#26 - How Many Secrets Do We Hold?
Today we ponder a fascinating question: what would the world be like if we could see inside each other? From Elon Musk's Neuralink brain chips to Chris Packham's beautiful exploration of neurodivergent minds, we explore the 'great and terrifying' possibilities of truly understanding one another.

There's always a lot of questions buzzing around in my mind. But when I wrote this Mimit, I don't think I knew anything about Neuralink, Elon Musk's brain chip. Perhaps I was imagining the possibility!
But in 2024 one was already inserted in a man's brain. According to Perplexity as of May this year, there're now three patients who've received the chip. That a chip can give a paralysed body the ability to move when connected to an electrical source, and allow it to direct actions to other devices simply by the power of thought is an enormous shift in human medicine.
I quote below Musk's reply in a 2020 Twitter tweet, when asked : "Can Neuralink be used to retrain the part of the brain which is responsible for causing addiction or depression?
Musk replied: “For sure. This is both great and terrifying. Everything we’ve ever sensed or thought has been electrical signals. The early universe was just a soup of quarks and leptons. How did a very small piece of the universe start to think of itself as sentient?”
For sure. This is both great & terrifying. Everything we’ve ever sensed or thought has been electrical signals. The early universe was just a soup of quarks & leptons. How did a very small piece of the Universe start to think of itself as sentient?
— Elon Musk (@elonmusk) July 10, 2020
His very words, 'Both great and terrifying' stick in my brain. That's how I'd describe it too. Alas, it leaves me with perhaps more questions and fewer answers.

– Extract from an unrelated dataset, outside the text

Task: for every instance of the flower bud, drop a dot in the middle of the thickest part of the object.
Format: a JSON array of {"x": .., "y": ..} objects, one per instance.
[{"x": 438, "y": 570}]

However, what does lessen the 'terrifying' part is a program currently, on BBC2 and iPlayer, where well known naturalist and broadcaster, Chris Packham has produced a television series titled, Inside Your Mind.
Autistic himself, his mission is to help neurodivergent individuals reveal, through personal and descriptive films, how their condition whether ADHD, or Dyslexia affects their everyday life. Many of them make exhausting efforts to mask their symptoms, fearing how the world will regard them. The fact that their neurodivergent brains work differently from the majority can present them with deep feelings of isolation and inferiority. The films revealed so clearly how not even family and closest friends had a true understanding of how they'd been affected. Yet many gifts and talents are part of both these conditions.
There films, for me, were as powerful as Musk's chip. They displayed courage, honesty, openness and love. If we can begin to understand one another as the Packham films demonstrated so brilliantly, it truly would be great.
Definitely not a tedious bother - and certainly not terrifying!